In appearance he is tall, very good looking, inclined toward slenderness, with a long beautifully modeled head, thick curly, auburn, hair and contemplative blue eyes. Irish eyes they are, full of dreams. For brilliant as his rise in his chosen profession has been., Frank Murphy, has the brooding imaginative temperament of an artist. And although his excellent features and splendid physique unquestionably convey an impression of strength, it is none the less of his finely tempered sensibility that one is most conscious. His voice is so low, even in ordinary conversation, that if it were not exceptionally well placed it sometimes would be difficult to hear him. In the midst of the most strained arguments between counsel he scarcely raised it. Yet every word he spoke carried to the farthest corner of the crowded courtroom. And I was told by more than one person that when he addressed an audience of 7,000 people he could be heard, just as distinctly. He has both quality and presence. Dignity is an integral part of his nature and upon occasion be can be stern enough, but his most usual mood is one of tranquil thoughtfulness. When he smiles his face has the sparkle of a quiet river in the sunlight.

Almost the first question he asked me when I met him was if I knew where he could get a copy of the British Labor Party's platform.  And as he discussed the new Alien Registration bill now before Congress, and commented upon the opportunities it offered for further encroachment upon the personal liberties of an already oppressed group in our country, his tone was packed with smoldering indignation. By temperament and training his resentment of intolerance is both deep and spontaneous.
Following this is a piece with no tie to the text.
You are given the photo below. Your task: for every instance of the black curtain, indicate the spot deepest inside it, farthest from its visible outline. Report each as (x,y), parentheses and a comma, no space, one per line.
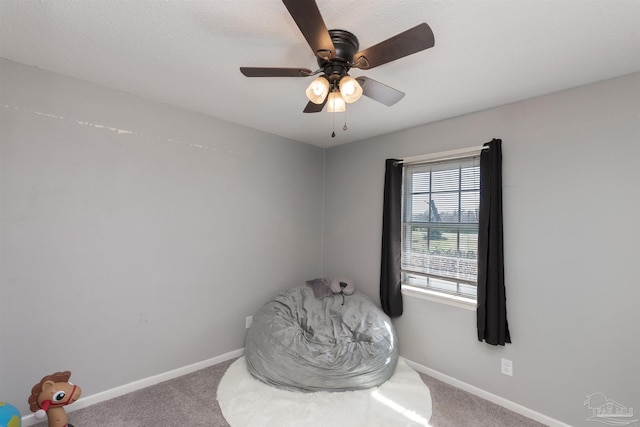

Moreover he has, this young judge, real courage.  Daily he received letters upbraiding him for his open-minded attitude in this trial, warning him of what it might do to his political future, but imperturbably he ignored them.  It is significant that never was any question raised as to the soundness of his rulings.  His fairness was unimpeachable.  It was a common occurrence to see all for men--Darrow, Chawke, Toms and Moll--nod their heads as he stated why a motion was “denied,” “objection sustained,” or counsel might “have an answer.”

And although it must surely have cost him an effort to do so, both in the first and second trial, he denied the defense’s motion for a directed verdict.  He is, in short, a great-hearted, able man of rare understanding.  Few people in Detroit are held in more affectionate esteem by all sorts and classes.  Next to Darrow he was easily the most forceful and interesting character in the courtroom.